Manitoba

Dauphin overfloweth with pride for Stanley Cup-winning favourite son

He still loves perogies, he still hates mosquitoes and still calls Dauphin his hometown. NHL coach Barry Trotz is back in the western Manitoba town where he grew up playing hockey to allow Dauphin to celebrate his Stanley Cup Victory.

NHL champion coach Barry Trotz returns to his western Manitoba hometown

A section of 5th Avenue Southeast in Barry Trotz's hometown of Dauphin has been named after the Stanley Cup-winning National Hockey League coach. (Bartley Kives/CBC)

He still loves perogies, he still hates mosquitoes and still calls Dauphin his hometown.

NHL coach Barry Trotz is back in the western Manitoba town where he grew up playing hockey to allow Dauphin to celebrate his Stanley Cup Victory. 

"The great thing about the Cup is that you share it with everybody. It's the best trophy in sport," Trotz said Tuesday night, when the City of Dauphin designated a portion of his former street, 5th Avenue Southeast, as Barry Trotz Way.

In June, Trotz's Washington Capitals defeated the Vegas Golden Knights to win the franchise's first Stanley Cup.

It was also the first league championship in 19 seasons as a head coach for Trotz, who will coach the New York Islanders this coming NHL season.

Trotz said he felt no stress during this spring's playoff run, calling that a first in his career.

"I believed in what we're doing and what we've done this point. This was probably the first year I said we're just going to try really hard. And I'm going to coach and I'm going to enjoy the playoffs," Trotz said.

"It was probably the first year I wasn't focused on winning the Cup, I was focused on the process of enjoying the trip and enjoying the journey."

After the victory, he said he celebrated harder than he has since he was in his 20s, even though he didn't party as hard as Capitals captain Alex Ovechkin did with the Stanley Cup.

"It's got such a great history. If it only could talk, we'd have some of the greatest stories ever," Trotz said of the vessel, which is slated to arrive in Dauphin on Wednesday morning.

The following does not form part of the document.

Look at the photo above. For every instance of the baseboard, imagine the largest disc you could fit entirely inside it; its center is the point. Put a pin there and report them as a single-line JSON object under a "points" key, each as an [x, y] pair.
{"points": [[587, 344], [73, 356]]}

"Instead of just taking a picture and looking at it it, you get to touch it and you get to drink from it," he said. "And then you get to a smaller group, which I want to get to at the end of the night, [Wednesday] night and just family.

"When you get to that point, I think what you feel is it's like a firepit: You stare at it and you realize it's something special."

Trotz, who coached hockey at the University of Manitoba before spending 15 seasons with the Nashville Predators and four with the Capitals, said he expected Washington to play the Winnipeg Jets in the Stanley Cup final, rather than the Vegas Golden Knights.​​

"They are on the cusp of greatness," Trotz said of Winnipeg, adding he does not believe the departure of Paul Stastny during the off-season will hurt the Jets in 2018-19.

"Winnipeg's built a terrific program. They got some superstars," he said. "The culture they've got with guys like Wheeler and Scheifele and Big Buff on the back end. Hellebuyck is going to be a real solid goaltender for a long time.

"They have so many pieces, they're going to be dangerous."

In addition to the street renaming, the City of Dauphin is holding an afternoon parade for Trotz, who has pledged to match up to $75,000 in charitable donations made during his stay in his hometown.

Dauphin Mayor Allen Dowhan said a Cup win for the Dauphin coach is a big deal for the city of 8,457, as well as the Junior A Dauphin Kings, Trotz's former team.

"It's been a long time coming," Dowhan said at Tuesday's honorary street renaming. "It put Dauphin on the hockey map and put sense of pride to all who went through hockey in our community."

NHL coach Barry Trotz, right, poses with his father Ernie, left, and Dauphin Mayor Allen Dowhan next to a sign designating a section of 5th Avenue Southeast as "Barry Trotz Way." (Bartley Kives/CBC)

With tears in his eyes, Trotz's father Ernie said he knew his son might make it as a player in the National Hockey League but did not originally envision Barry's career behind the bench.

​"When he said he'd make a better coach than a player, I thought yeah, he'd make a better coach than a player," Ernie Trotz said.

He said the street sign less than a block from home will serve as a daily reminder of his son's Stanley Cup victory.

"When he won, I just collapsed," the elder Trotz said, recalling how he watched the Cup-clinching game on TV, mere houses away. "I had tears in my eyes, me and the wife."